The company converted $1.25 billion of operating cash flow into $1.05 billion of free cash flow after reinvestment. That does not automatically make the stock attractive: the result still needs context from revenue, cyclicality, financing needs, valuation and the sustainability of working-capital movements.
Free cash flow formulas from EBITDA, EBIT and net income
These formulas reconcile earnings to cash. They should produce comparable economics only when the inputs use consistent definitions and periods.

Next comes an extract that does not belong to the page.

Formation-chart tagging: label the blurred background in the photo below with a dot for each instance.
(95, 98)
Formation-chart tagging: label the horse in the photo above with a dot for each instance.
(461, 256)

| Starting point | Formula or value | When to use it |
|---|---|---|
| Cash from operations | CFO − CapEx | Best shortcut when a cash flow statement is available |
| EBIT | EBIT × (1 − T) + D&A − ΔNWC − CapEx | Produces unlevered FCF / FCFF before financing flows |
| EBITDA | EBITDA × (1 − T) + D&A × T − ΔNWC − CapEx | Equivalent to the EBIT approach when D&A is the EBIT-to-EBITDA difference |
| Net income | Net income + non-cash charges − ΔNWC − CapEx | A levered starting point because net income is after interest |
FCF vs. FCFF vs. FCFE
The right cash flow and discount rate must represent the same group of capital providers.
| Metric | Core formula | Cash belongs to | DCF discount rate |
|---|---|---|---|
| Simple FCF | CFO − CapEx | Depends on the stated convention | Do not assume without checking |
| FCFF / UFCF | NOPAT + D&A − ΔNWC − CapEx | Debt and equity providers | WACC |
| FCFE / LFCF | Net income + D&A − ΔNWC − CapEx + net borrowing | Common equity holders | Cost of equity |
Common free cash flow mistakes
- Subtracting a negative CapEx line and accidentally adding the cash outflow back.
- Mixing quarterly operating cash flow with annual or trailing-twelve-month CapEx.
- Calling every cash flow FCFF even when the starting point already includes interest expense.
- Treating a working-capital release or unusually low CapEx as permanent cash generation.
Free cash flow formula FAQ
What is the simplest free cash flow formula?
The common company-analysis formula is cash from operations minus capital expenditures. State exactly which CapEx items are included so the result can be reproduced.
How do you calculate free cash flow from EBITDA?
A common unlevered derivation is EBITDA × (1 − tax rate) + D&A × tax rate − increase in net working capital − CapEx. Additional non-cash or non-recurring items may require adjustments.
Can free cash flow be negative?
Yes. Negative FCF can reflect weak operations, heavy investment, working-capital consumption or a combination of them. The cause and expected duration matter more than the sign alone.
The practical takeaway
Use CFO minus CapEx for a transparent reported-data view. Use FCFF or FCFE when the valuation requires a cash flow tied to specific capital providers, and keep the discount rate consistent with that choice.